In the Workflow editor there is a Validator tab. This tab will allow you to test the workflow before you upload into AuthAnvil On-Demand.

 

Additional settings / components

Until now we’ve only touched base on a few of the key components that are available within the Workflow editor, however there are times where you may find you need more functionality from the workflow itself. This is where the following components come into play.

 

  1. Click: This component simulates the clicking of an item on a web page such as a generic button, or an entry field for a password to set focus on that field.
  2. Comment: Add text comments to provide information when reading through the Workflow. This step does not affect the execution of a Workflow
  3. Delay: Wait for a certain number of seconds before continuing through the Workflow. Most steps require validation before they proceed so a delay may only be necessary when a special element takes longer to load than the page itself.
  4. Set User Agent: Specify the user agent (browser) to simulate when connecting to the web pages. This can be used to provide a different visual display when logging in, or even to define a mobile browser to cause the target page to display differently.

Of the above additional actions, the most commonly used is the Click. With this component there are a couple of other factors that need to be configured that are not shown on the screen when the component is added. accessing the properties area is a must and is outlined below.


Configuring “Click”

For this example, although it is not required, I will add this to the Amazon workflow that was created above.
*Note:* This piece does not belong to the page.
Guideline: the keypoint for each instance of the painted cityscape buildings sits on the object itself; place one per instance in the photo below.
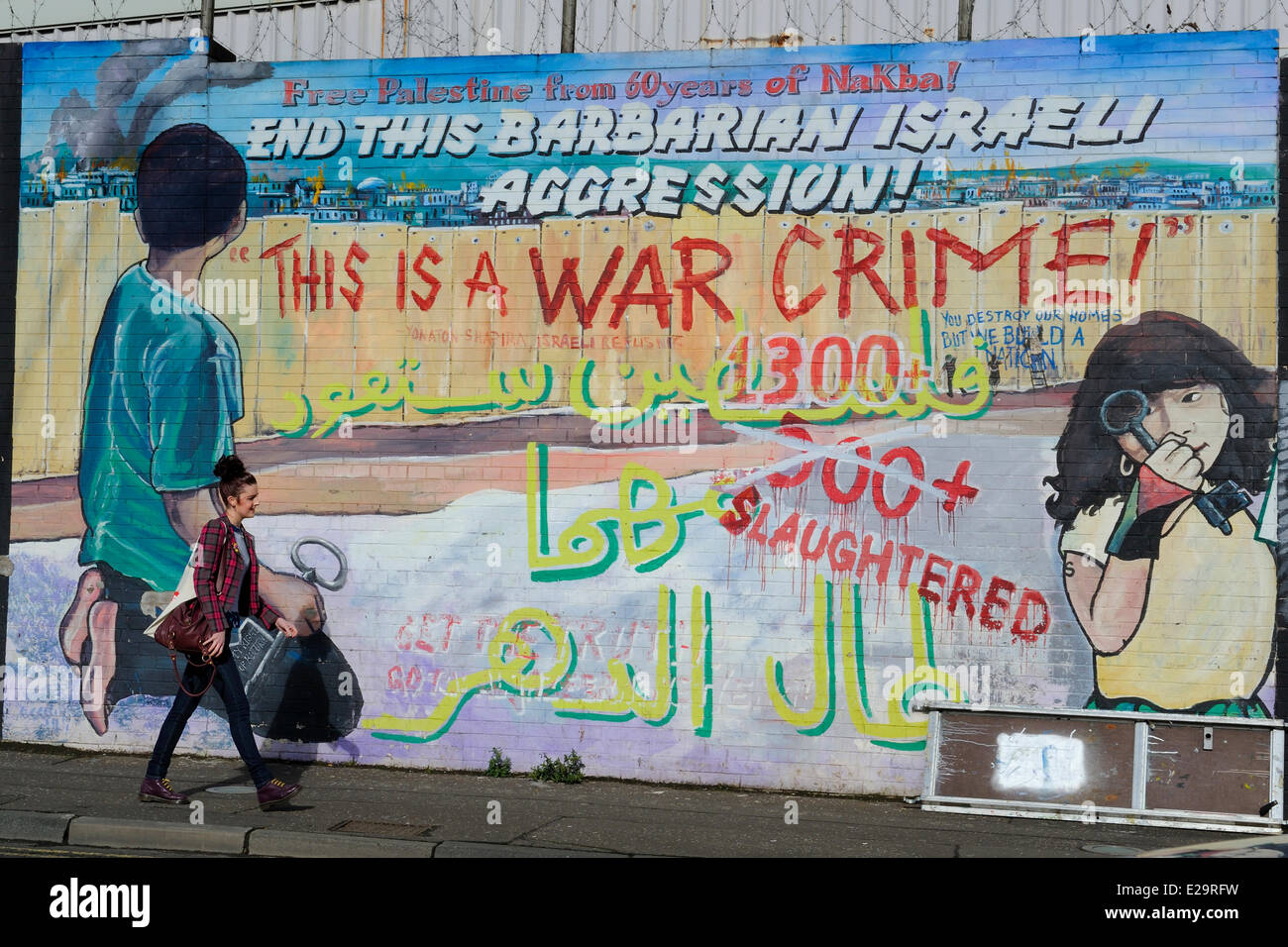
(420, 205)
  1. Drag and drop the “Click” component to just above one of the fields identified by the “Set Form Field” component.
  2. Change the “Find…” by portion to be “Find element by ID”. Since we already have this information for the form, fill in the Value to be that of the ID, and fill in the “Type” as shown below.
  1. On the far right hand side of the screen, you will notice an ellipse, to access the properties area, hover your mouse over top of the ellipse, left click and drag it towards the center of the screen. The properties of the component that is highlighted will be shown.
  1. When adding a click action, the “Form Value” and “Key” aren’t automatically populated, and therefore will need to be manually configured.
    1. Form Value is the equivalent to the Form Value in the “Set Form Field” component just after the Click step.
    2. Key is the equivalent to the Key in the “Set Form Field” component just after the Click step.
  2. The finished configuration can be seen below.
  1. Once a click step has been added to a workflow, there are two ways to be sure that it is configured correctly.
    1. Once the workflow is updated, SSO still tries to open the website without giving any errors
    2. All other steps afterwards function correctly, resulting in a successful login.